WASHINGTON ― Fifteen House lawmakers are calling on appropriators to fully fund a $4.7 billion request for the Pacific Deterrence Initiative amid criticism President Joe Biden’s new defense budget submission has missed the mark.
Led by Rep. Mike Gallagher, R-Wis., the bipartisan group wants to meet a list of requirements the previous chief of Indo-Pacific Command, then-Adm. Philip Davidson, submitted to Congress in March. Biden’s 2022 budget, released Friday, contains $5.1 billion for PDI, but it’s a departure from the needs in Davidson’s Sec. 1251 report.
“USINDOPACOM has an urgent requirement for a more lethal, hardened, and dispersed American military posture in the Indo-Pacific region,” the lawmakers wrote in a letter to House Defense Appropriations Subcommittee Chair Betty McCollum, D-Minn., and ranking member Ken Calvert, R-Calif.
“In this unique budget cycle, while we are still awaiting full details on where these new starts and existing programs will be located at the program, project, and activity level, we express our strong support for the full funding of $4.68 billion of collective initiatives outlined by [INDOPACOM].”
Notable signatories include House Seapower Subcommittee chairman, Rep. Joe Courtney, D-Conn., and ranking member, Rep. Rob Wittman, R-Va., as well as House Armed Services Committee Democratic Reps. Elaine Luria and Elissa Slotkin, and Republican Reps. Mike Turner and Matt Gaetz.
The lawmakers highlight INDOPACOM’s top priority, a missile defense system to protect Guam, for which the Biden budget offers half the $350 million INDOPACOM proposed.
They also emphasize funding for the Homeland Defense Radar – Hawaii, a $1.9 billion project omitted from the Missile Agency’s latest budget request. The agency is reportedly seeking public feedback on potential sites for the array, meant to quickly identify missile threats to Hawaii.
When the budget was released, lead Pentagon budget official Anne McAndrew said the request contains a range of spending for the Indo-Pacific and that the PDI subsection reflects “investments especially important to developing the robust capability required to maintain deterrence.”
The lion’s share, or $4.9 billion, funds “joint force lethality,” with $150 million for exercises, experimentation and innovation, and $23 million for force design and posture. The account covers increased investments in the Tomahawk and Standard Missile 6; land-based conventional fires exceeding the 500 km-limit of the defunct Intermediate-Range Nuclear Forces Treaty, and hypersonic weapons like the Navy’s Conventional Prompt Strike capability.

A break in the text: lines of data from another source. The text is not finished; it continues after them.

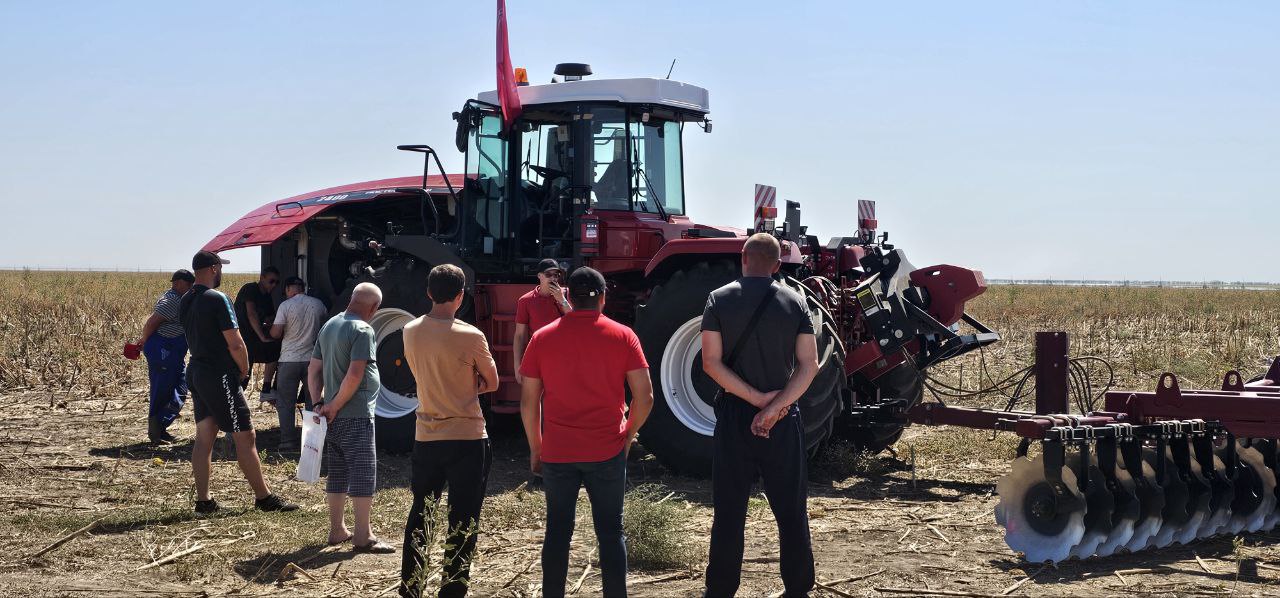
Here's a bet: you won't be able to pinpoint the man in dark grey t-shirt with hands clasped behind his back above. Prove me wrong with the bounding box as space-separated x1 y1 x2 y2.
701 233 818 598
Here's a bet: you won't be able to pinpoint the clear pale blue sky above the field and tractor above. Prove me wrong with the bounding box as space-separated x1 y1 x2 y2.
0 0 1280 280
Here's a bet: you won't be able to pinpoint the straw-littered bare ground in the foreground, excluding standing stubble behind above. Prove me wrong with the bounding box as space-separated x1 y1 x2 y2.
0 389 1280 597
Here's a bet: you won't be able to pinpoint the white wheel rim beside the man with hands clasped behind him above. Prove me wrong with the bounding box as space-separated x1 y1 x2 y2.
659 316 716 437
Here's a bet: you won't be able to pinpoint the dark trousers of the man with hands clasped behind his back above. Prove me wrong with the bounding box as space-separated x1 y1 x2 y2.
707 396 814 598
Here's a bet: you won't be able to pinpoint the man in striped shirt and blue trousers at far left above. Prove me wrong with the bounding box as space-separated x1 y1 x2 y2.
136 270 196 443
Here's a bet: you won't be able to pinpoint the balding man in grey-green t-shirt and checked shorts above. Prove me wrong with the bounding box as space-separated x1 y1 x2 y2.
307 283 396 554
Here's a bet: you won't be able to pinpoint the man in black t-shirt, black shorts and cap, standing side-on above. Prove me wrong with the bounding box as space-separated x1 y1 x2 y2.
178 251 298 513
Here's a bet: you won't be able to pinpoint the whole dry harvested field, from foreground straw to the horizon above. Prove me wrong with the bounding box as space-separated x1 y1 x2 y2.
0 271 1280 597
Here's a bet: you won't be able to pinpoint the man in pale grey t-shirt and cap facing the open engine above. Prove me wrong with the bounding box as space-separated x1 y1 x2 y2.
271 277 329 451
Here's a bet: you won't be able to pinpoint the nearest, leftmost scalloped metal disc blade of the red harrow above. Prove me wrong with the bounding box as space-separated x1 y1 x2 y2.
996 456 1084 562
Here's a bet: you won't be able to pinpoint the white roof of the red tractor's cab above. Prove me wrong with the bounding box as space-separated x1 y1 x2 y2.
477 78 712 115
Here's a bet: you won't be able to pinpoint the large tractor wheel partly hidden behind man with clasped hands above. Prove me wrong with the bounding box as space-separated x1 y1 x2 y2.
635 260 844 476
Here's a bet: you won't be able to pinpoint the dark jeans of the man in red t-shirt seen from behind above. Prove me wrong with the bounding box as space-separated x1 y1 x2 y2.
543 451 627 598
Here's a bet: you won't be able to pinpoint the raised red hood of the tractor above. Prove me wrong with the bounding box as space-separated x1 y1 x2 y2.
204 174 463 252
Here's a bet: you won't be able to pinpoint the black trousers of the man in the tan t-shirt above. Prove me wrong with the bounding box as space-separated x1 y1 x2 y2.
399 438 493 598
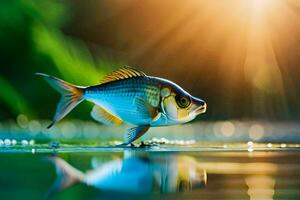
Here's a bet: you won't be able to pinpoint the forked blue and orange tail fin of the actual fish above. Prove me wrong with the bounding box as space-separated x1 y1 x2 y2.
36 73 84 128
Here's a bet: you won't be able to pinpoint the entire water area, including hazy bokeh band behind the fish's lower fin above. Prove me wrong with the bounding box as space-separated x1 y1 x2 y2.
0 120 300 200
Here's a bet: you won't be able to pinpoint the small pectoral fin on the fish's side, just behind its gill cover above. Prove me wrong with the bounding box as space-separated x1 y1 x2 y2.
134 97 159 121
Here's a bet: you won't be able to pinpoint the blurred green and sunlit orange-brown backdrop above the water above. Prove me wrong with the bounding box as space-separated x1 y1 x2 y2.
0 0 300 121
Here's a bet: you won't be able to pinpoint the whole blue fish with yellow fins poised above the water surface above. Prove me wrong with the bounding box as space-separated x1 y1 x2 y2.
36 66 207 145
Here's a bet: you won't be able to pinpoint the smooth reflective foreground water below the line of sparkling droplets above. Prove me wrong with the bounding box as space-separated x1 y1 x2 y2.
0 142 300 200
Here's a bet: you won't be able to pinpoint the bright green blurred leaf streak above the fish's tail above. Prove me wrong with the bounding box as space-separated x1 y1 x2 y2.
32 25 107 85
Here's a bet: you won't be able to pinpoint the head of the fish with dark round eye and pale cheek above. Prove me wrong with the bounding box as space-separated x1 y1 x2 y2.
161 83 207 123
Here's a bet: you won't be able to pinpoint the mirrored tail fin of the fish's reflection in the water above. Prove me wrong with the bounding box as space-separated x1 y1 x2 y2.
44 156 84 199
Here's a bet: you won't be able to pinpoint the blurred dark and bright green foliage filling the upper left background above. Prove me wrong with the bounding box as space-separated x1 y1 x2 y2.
0 0 118 120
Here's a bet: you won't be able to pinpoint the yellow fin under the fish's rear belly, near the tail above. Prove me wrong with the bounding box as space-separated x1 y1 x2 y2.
91 105 123 126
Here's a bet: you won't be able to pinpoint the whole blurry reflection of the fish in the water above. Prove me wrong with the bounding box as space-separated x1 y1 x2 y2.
45 156 206 198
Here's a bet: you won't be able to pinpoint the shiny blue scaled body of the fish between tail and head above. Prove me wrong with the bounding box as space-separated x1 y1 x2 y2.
85 77 159 124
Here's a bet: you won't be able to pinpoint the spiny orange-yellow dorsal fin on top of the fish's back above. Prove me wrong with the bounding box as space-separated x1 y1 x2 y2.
100 66 146 83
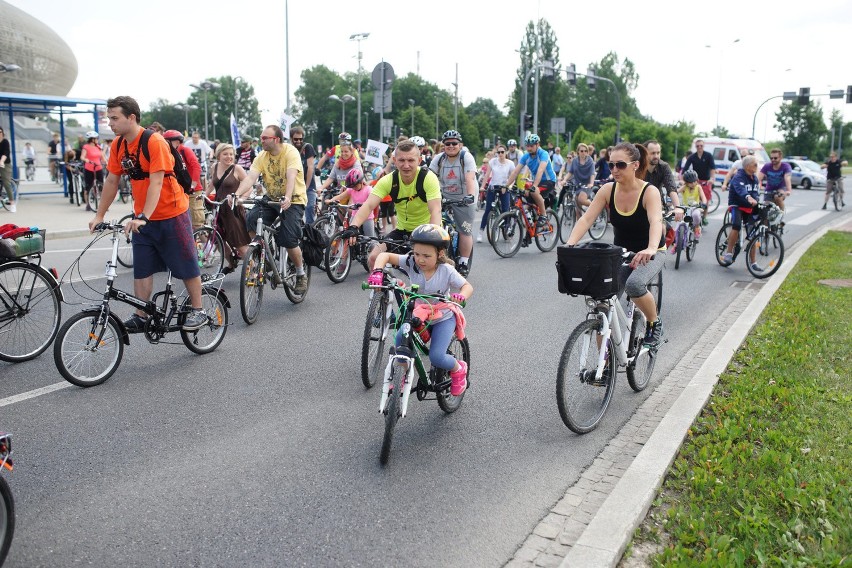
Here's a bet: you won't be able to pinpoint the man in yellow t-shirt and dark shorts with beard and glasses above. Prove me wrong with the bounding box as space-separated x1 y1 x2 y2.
236 124 308 294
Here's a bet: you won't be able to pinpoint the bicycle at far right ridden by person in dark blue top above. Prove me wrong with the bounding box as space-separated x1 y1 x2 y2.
715 203 784 278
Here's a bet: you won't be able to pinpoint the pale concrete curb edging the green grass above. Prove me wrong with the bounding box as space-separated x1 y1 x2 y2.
559 214 849 568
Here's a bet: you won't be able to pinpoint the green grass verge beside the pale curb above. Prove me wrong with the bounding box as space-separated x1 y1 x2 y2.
637 232 852 566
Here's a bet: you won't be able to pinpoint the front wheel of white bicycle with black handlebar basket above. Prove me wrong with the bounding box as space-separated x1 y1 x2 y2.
556 320 615 434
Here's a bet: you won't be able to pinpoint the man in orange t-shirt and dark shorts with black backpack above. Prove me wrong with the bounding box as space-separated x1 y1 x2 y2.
89 97 207 333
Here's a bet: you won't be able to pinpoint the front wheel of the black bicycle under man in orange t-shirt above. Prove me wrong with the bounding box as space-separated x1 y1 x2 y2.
53 311 124 387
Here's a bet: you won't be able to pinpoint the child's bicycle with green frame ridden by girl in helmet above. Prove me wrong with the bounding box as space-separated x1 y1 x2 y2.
361 266 470 465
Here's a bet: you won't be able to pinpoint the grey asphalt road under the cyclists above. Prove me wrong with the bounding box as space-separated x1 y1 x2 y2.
0 185 839 567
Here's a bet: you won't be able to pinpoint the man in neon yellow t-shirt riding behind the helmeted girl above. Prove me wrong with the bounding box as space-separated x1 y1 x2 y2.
342 140 441 266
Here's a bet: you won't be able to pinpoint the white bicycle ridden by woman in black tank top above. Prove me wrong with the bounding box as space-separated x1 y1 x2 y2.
556 246 662 434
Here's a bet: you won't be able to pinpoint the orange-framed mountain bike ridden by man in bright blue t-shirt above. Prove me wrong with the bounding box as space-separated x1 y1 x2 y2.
491 186 559 258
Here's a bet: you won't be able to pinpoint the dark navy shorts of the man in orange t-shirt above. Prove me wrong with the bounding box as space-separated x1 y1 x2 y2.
133 211 201 280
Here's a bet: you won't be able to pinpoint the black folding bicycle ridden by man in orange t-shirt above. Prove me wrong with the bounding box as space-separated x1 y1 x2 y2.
53 223 230 387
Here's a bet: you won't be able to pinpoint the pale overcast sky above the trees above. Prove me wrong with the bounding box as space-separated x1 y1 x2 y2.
9 0 852 139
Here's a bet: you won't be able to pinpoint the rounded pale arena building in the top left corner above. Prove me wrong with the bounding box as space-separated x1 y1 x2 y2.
0 0 77 97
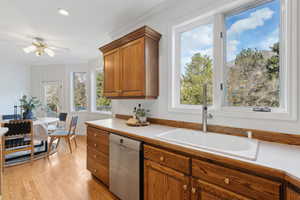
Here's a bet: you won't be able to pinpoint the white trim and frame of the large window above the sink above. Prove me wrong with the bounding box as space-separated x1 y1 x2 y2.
168 0 299 120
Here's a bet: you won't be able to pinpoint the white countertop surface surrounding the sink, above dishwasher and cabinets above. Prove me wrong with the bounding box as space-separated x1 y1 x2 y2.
86 118 300 180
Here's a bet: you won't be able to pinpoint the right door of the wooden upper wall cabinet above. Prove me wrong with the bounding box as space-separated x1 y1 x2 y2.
120 38 145 97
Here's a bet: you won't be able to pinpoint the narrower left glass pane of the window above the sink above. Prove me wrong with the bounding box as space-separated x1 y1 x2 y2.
180 24 213 105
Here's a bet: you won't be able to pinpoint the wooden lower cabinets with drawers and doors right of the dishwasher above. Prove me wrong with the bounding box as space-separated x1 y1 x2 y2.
144 145 282 200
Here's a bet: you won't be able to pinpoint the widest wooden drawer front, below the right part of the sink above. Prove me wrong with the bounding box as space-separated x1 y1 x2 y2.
192 159 281 200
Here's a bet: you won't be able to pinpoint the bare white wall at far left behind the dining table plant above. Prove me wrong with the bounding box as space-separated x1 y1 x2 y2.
0 62 30 115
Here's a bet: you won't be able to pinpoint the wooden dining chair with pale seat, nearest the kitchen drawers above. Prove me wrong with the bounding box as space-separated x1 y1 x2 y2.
48 116 78 156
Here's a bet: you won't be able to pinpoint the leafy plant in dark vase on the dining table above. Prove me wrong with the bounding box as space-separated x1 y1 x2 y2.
20 95 41 119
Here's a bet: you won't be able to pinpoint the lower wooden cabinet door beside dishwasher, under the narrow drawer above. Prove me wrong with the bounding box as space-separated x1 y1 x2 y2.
144 160 190 200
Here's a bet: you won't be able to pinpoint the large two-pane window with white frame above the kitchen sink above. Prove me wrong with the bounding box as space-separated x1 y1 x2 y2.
169 0 297 118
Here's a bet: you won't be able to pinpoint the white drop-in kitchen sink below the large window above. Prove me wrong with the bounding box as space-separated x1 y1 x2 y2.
157 129 259 160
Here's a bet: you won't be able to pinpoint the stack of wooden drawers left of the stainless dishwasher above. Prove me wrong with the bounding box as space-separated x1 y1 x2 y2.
87 127 109 186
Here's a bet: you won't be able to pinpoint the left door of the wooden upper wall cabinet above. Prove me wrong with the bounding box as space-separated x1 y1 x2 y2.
103 49 121 97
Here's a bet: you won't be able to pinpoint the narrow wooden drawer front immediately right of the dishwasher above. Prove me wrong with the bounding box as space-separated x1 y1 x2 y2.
144 145 190 174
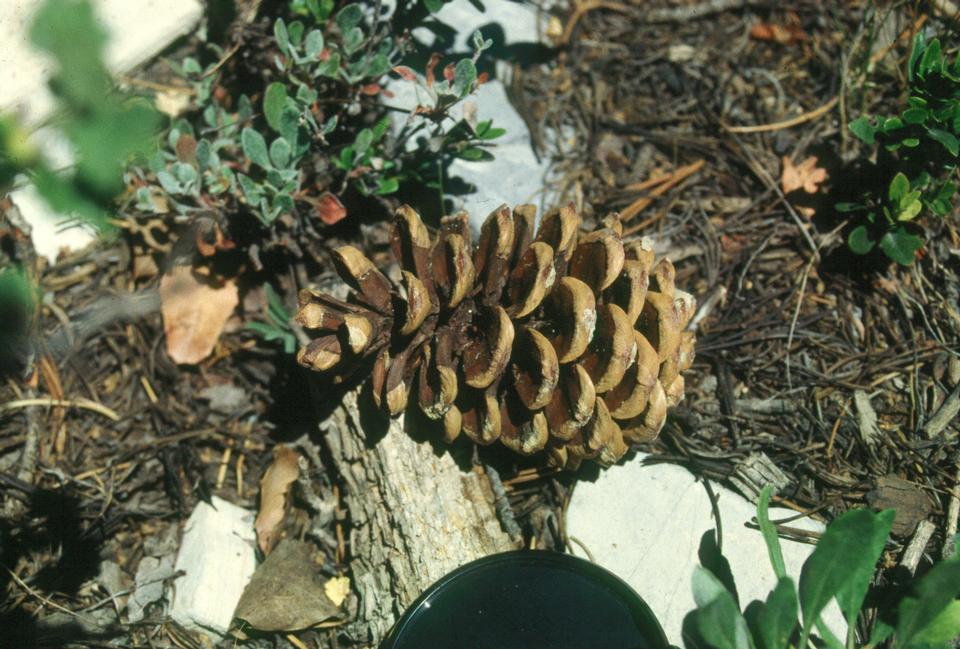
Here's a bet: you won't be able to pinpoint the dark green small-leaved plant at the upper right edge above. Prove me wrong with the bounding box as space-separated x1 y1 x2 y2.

Just ahead of Biden’s budget announcement, Senate Armed Services Committee Ranking Member Sen. Jim Inhofe, R-Okla., and his House counterpart, Rep. Mike Rogers, R-Ala., said in a statement that the Biden PDI submission had “entirely missed the point.”
In a Defense News op-ed Wednesday, a former lead adviser to SASC Republicans on the development of the PDI, Dustin Walker, argued that Congress established it specifically to invest in and track joint and enabling capabilities for the Pacific, but most of Biden’s PDI goes toward big-ticket procurement items, like the F-35 program and Navy vessels.
“Congress should remove platform-centric investments from PDI,” Walker says. “Shipbuilding and F-35 upgrades are important investments that should be funded elsewhere in the budget, not in PDI.”
The budget request includes more than $1 billion in infrastructure investments in Guam, Japan and Australia, but they’re not identified as PDI investments ― even though one of the largest categories in Davidson’s report involves new infrastructure, like training facilities, “power projection airfields” and prepositioned stores around the region.
“Congress established PDI to improve budget transparency and oversight,” Walker says. “The Pentagon’s PDI request does the opposite by omitting investments that would fit well within PDI, while including those with tenuous connection to the purposes set out by Congress in legislation.”